Government use and abuse of surveillance technology has frequently been in the news recently, with ever more startling revelations about NSA and GCHQ spying. In the light of these news stories, films like Enemy of the State and The Net look much less like science fiction. Both feature protagonists who are pursued by government forces using a variety of technology to locate them and erase records of their past. This directly ties to the privacy and surveillance social and ethical issues and the politics and government scenario. The Net is a somewhat older movie (it features floppy disks!) but is still worth watching – at least until a film about Edward Snowden is released… (Update: There are now two films about Snowden (Citizenfour – which is a documentary, and ‘Snowden‘ which is a feature film based on Snowden’s life).
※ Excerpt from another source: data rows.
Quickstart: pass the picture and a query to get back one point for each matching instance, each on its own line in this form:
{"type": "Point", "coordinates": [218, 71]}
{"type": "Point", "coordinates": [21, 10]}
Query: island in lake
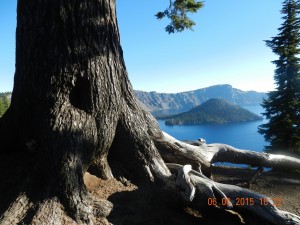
{"type": "Point", "coordinates": [213, 111]}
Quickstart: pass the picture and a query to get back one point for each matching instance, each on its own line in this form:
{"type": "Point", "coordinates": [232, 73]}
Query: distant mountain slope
{"type": "Point", "coordinates": [213, 111]}
{"type": "Point", "coordinates": [187, 100]}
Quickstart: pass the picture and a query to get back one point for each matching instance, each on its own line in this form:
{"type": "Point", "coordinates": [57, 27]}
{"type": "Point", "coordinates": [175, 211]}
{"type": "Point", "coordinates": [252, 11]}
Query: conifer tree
{"type": "Point", "coordinates": [282, 107]}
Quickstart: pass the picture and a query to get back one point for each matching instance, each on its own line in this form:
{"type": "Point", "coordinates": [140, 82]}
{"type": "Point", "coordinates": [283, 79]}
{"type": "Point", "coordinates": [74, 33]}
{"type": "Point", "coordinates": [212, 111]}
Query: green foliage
{"type": "Point", "coordinates": [177, 12]}
{"type": "Point", "coordinates": [213, 111]}
{"type": "Point", "coordinates": [283, 105]}
{"type": "Point", "coordinates": [4, 103]}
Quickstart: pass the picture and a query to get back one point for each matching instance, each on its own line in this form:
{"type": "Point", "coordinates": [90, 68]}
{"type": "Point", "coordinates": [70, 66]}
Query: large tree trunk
{"type": "Point", "coordinates": [71, 97]}
{"type": "Point", "coordinates": [73, 110]}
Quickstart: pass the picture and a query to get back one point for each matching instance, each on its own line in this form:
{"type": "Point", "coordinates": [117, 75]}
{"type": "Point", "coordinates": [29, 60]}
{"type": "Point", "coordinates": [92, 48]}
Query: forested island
{"type": "Point", "coordinates": [213, 111]}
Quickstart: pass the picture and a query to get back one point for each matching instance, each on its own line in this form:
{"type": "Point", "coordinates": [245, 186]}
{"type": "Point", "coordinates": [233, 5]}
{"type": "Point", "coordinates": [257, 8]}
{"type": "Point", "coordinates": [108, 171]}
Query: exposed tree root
{"type": "Point", "coordinates": [214, 194]}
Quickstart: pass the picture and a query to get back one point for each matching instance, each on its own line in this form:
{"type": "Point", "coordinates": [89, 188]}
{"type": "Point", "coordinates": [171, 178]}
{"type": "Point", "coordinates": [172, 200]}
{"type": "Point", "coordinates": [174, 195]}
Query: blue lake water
{"type": "Point", "coordinates": [239, 135]}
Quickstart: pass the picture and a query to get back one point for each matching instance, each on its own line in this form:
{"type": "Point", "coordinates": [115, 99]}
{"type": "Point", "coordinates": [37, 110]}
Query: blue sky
{"type": "Point", "coordinates": [226, 46]}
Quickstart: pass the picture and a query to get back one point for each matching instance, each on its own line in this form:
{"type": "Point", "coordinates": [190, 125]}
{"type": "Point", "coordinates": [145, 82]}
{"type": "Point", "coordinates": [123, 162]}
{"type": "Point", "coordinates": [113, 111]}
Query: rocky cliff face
{"type": "Point", "coordinates": [187, 100]}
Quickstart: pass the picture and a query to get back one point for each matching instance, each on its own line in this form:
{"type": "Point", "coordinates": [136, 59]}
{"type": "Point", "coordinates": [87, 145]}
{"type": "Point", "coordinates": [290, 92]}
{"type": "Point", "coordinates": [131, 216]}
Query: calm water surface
{"type": "Point", "coordinates": [239, 135]}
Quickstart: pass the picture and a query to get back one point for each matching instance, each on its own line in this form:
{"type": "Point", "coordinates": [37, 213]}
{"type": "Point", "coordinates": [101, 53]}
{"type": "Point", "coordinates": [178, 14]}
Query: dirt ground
{"type": "Point", "coordinates": [153, 206]}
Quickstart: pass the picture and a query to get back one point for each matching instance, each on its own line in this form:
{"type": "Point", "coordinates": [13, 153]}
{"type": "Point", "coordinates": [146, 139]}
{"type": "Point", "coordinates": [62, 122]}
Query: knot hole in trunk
{"type": "Point", "coordinates": [80, 95]}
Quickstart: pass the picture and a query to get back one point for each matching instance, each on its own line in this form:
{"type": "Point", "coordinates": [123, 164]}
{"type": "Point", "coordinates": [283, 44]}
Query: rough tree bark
{"type": "Point", "coordinates": [73, 110]}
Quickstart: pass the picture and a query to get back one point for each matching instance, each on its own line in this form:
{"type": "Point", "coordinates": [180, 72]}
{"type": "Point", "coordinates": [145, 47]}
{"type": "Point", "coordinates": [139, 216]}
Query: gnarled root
{"type": "Point", "coordinates": [195, 184]}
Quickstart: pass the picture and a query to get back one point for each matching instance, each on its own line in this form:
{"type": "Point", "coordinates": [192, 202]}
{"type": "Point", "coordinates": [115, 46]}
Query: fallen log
{"type": "Point", "coordinates": [229, 196]}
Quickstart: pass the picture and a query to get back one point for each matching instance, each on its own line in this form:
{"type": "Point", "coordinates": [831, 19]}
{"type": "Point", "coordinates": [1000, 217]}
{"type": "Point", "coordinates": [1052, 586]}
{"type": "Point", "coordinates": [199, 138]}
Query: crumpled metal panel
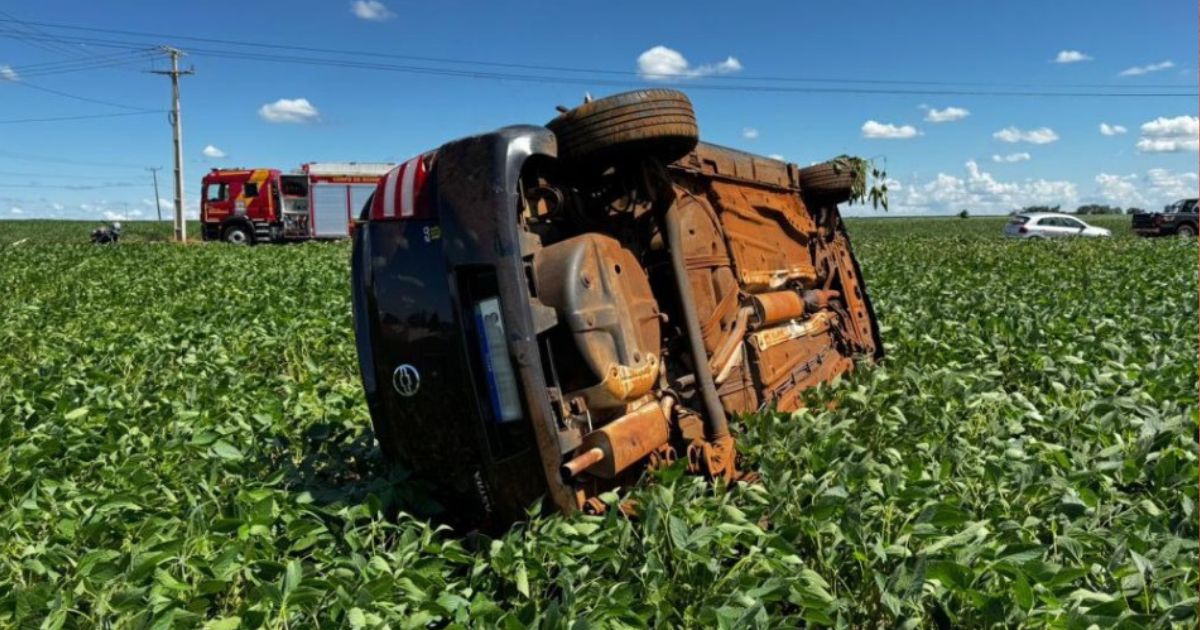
{"type": "Point", "coordinates": [768, 235]}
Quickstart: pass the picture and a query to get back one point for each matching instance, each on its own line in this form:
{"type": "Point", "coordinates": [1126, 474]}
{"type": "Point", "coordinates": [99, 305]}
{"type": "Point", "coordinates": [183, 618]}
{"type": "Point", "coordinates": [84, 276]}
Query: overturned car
{"type": "Point", "coordinates": [552, 310]}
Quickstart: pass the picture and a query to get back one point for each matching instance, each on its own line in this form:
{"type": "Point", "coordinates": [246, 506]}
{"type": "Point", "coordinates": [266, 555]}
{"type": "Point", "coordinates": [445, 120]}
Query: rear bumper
{"type": "Point", "coordinates": [415, 285]}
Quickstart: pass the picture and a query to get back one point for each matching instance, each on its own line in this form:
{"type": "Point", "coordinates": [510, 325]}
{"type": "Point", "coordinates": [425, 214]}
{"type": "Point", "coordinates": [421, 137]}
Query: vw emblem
{"type": "Point", "coordinates": [406, 379]}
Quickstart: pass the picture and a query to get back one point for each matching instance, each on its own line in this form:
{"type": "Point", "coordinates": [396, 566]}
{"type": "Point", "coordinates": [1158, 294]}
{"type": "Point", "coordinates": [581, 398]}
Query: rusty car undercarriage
{"type": "Point", "coordinates": [645, 288]}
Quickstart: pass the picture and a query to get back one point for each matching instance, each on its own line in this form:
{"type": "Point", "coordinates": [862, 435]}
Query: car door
{"type": "Point", "coordinates": [1072, 227]}
{"type": "Point", "coordinates": [1044, 227]}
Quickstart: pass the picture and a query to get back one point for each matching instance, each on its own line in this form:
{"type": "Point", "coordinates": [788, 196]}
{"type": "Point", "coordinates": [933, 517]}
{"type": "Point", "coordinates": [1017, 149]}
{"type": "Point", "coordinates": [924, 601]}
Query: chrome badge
{"type": "Point", "coordinates": [406, 379]}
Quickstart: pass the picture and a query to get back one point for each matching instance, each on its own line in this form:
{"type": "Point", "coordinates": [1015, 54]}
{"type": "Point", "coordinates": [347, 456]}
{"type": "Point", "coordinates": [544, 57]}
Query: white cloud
{"type": "Point", "coordinates": [371, 10]}
{"type": "Point", "coordinates": [887, 131]}
{"type": "Point", "coordinates": [1170, 135]}
{"type": "Point", "coordinates": [1151, 191]}
{"type": "Point", "coordinates": [978, 191]}
{"type": "Point", "coordinates": [1012, 157]}
{"type": "Point", "coordinates": [1071, 57]}
{"type": "Point", "coordinates": [1038, 136]}
{"type": "Point", "coordinates": [949, 114]}
{"type": "Point", "coordinates": [112, 215]}
{"type": "Point", "coordinates": [1137, 71]}
{"type": "Point", "coordinates": [665, 64]}
{"type": "Point", "coordinates": [289, 111]}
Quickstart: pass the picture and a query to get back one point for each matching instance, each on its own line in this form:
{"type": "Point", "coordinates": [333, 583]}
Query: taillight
{"type": "Point", "coordinates": [405, 192]}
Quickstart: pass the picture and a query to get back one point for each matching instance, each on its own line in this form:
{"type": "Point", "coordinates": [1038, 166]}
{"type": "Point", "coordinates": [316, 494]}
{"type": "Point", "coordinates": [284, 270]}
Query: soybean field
{"type": "Point", "coordinates": [184, 443]}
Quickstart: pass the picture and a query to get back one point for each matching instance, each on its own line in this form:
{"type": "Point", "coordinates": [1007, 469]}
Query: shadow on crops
{"type": "Point", "coordinates": [343, 467]}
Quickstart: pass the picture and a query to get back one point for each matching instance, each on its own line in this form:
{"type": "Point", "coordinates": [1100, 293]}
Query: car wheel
{"type": "Point", "coordinates": [655, 123]}
{"type": "Point", "coordinates": [832, 181]}
{"type": "Point", "coordinates": [237, 234]}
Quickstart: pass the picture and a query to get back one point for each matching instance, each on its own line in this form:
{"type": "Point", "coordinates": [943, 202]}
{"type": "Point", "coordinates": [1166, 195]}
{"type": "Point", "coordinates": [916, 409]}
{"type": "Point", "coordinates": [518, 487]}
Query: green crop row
{"type": "Point", "coordinates": [184, 443]}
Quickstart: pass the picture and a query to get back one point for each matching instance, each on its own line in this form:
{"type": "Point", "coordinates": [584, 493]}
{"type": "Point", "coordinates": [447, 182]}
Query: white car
{"type": "Point", "coordinates": [1050, 226]}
Several well-known documentary films address the phenomenon of obsessive computer gaming and the effects on players and their families, which could be studied under either the Home & Leisure or Health areas of ITGS. The King of King: A Fistful of Quarters (pictured), High Score, and Ecstasy Of Order: The Tetris Masters all deal with the video game world records attempts (for Nintendo’s Donkey Kong, Atari’s Missile Command, and Tetris respectively) as players battle each other on and off screen to be crowned the world’s best player. Each film offers a unique, sometimes worrying, insight that is sure to be a great source for ITGS class discussions.
In 2005 the American defence research agency DARPA staged the Grand Challenge – a competition for driverless vehicles across a 200km course in the Nevada desert. The Great Robot Race is the story of that competition. It offers an excellent insight into the challenges each team faces and the approaches they take in solving them, and is a very useful resource for ITGS HL students when studying the Robotics, Artificial Intelligence, and Expert Systems topic. Although the film is a little old now, this itself can lead to interesting debates about the speed of technological developments (for example Google’s driverless vehicle) and ethical questions about any limits that could, or should, be placed on the technology we develop.
Although computer history is not a key focus of ITGS, examining the historical context of certain issues can help students understand current situations and concerns. Many computer history documentaries are a little dry, but some of the better ones are Triumph of the Nerds, which features well known industry figures including Bill Gates and Steve Jobs; Revolution OS, which traces the roots of the free software movement; and Pirates of Silicon Valley, a dramatization of the birth of computer giants Microsoft and Apple. These films work best when watched as short clips within the context of other lesson activities.